L'Explication Prémisse
Cet article dit que l’association de garantie (par exemple l’AGS) doit verser immédiatement aux salariés et aux organismes les sommes indiquées par le mandataire judiciaire dans le relevé des créances, même si un tiers conteste ces sommes. Il précise aussi que si une créance a été reconnue par une décision de justice exécutoire, l’institution de garantie la paie même si les délais de garantie sont normalement dépassés. Les décisions judiciaires s’appliquent automatiquement à l’association. Enfin, si le mandataire judiciaire cesse ses fonctions, le greffier du tribunal ou le commissaire chargé d’exécuter le plan envoie un relevé complémentaire à l’institution de garantie et doit faire repartir les sommes aux salariés et créanciers concernés.
Exemple : une entreprise en redressement a un mandataire judiciaire qui établit un relevé indiquant les salaires et indemnités dus à 15 salariés. L’AGS reçoit ce relevé et verse immédiatement les sommes prévues, même si un fournisseur conteste une partie des dettes sociales. Quelques mois plus tard, un salarié obtient une décision de justice exécutoire reconnaissant une prime hors délai de garantie : l’AGS prend aussi en charge cette somme malgré l’expiration des délais. Si le mandataire est remplacé, le greffier adresse un relevé complémentaire à l’AGS qui reverse ensuite les montants aux salariés et organismes créanciers.

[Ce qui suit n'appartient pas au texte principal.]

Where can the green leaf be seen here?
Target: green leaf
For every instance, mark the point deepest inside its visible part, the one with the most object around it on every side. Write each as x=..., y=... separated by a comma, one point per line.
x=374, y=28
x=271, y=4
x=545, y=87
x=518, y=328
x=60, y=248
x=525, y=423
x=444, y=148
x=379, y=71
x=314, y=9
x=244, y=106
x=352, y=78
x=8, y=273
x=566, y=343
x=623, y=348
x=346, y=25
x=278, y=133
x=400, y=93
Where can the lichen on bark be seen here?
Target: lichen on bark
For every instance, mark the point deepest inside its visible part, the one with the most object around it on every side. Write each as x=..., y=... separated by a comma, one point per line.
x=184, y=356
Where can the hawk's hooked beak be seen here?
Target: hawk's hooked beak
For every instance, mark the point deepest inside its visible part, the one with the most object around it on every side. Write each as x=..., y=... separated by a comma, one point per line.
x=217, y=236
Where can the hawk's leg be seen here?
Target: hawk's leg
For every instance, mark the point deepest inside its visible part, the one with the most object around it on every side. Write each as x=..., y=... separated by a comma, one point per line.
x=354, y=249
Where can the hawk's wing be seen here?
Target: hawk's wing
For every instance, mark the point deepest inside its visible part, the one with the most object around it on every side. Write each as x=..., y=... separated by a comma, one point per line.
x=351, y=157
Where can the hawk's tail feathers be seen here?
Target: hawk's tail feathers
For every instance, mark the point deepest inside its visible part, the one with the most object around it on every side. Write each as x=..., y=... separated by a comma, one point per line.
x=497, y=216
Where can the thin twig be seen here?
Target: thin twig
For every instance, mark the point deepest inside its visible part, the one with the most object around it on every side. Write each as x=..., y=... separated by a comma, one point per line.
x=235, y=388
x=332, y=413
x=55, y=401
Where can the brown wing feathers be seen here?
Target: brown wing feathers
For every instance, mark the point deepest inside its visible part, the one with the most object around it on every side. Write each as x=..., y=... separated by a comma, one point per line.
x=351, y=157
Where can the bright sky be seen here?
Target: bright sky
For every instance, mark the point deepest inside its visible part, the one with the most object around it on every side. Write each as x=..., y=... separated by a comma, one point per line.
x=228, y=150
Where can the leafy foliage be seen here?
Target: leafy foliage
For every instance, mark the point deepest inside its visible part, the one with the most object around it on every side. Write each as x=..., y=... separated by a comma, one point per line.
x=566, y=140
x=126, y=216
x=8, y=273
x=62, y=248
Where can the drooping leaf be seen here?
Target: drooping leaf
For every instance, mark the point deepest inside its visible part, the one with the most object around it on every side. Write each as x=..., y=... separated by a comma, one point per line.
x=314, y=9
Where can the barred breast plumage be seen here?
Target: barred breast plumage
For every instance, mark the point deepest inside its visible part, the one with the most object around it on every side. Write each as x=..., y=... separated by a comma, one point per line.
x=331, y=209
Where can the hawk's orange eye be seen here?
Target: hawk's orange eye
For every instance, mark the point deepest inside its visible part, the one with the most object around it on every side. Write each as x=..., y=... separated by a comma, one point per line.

- Les institutions de garantie (ex. AGS) avancent les sommes figurant dans le relevé établi par le mandataire judiciaire dès sa réception.
- Les avances sont effectuées même en cas de contestation par un tiers ; la contestation n’empêche pas le versement.
- Les créances reconnues par une décision de justice exécutoire sont payées par l’institution de garantie même si les délais de garantie sont expirés.
- Les décisions de justice sont de plein droit opposables à l’association de garantie (elles s’imposent à elle).
- Quand le mandataire judiciaire cesse ses fonctions, le greffier du tribunal ou le commissaire à l’exécution du plan adresse un relevé complémentaire à l’institution de garantie.
- Le greffier/commissaire a l’obligation de reverser les sommes aux salariés et aux organismes créanciers mentionnés dans ce relevé complémentaire.
- Ces avances peuvent ensuite faire l’objet, le cas échéant, des actions de remboursement ou de subrogation prévues par la loi, sans remettre en cause l’obligation immédiate de paiement par l’institution de garantie.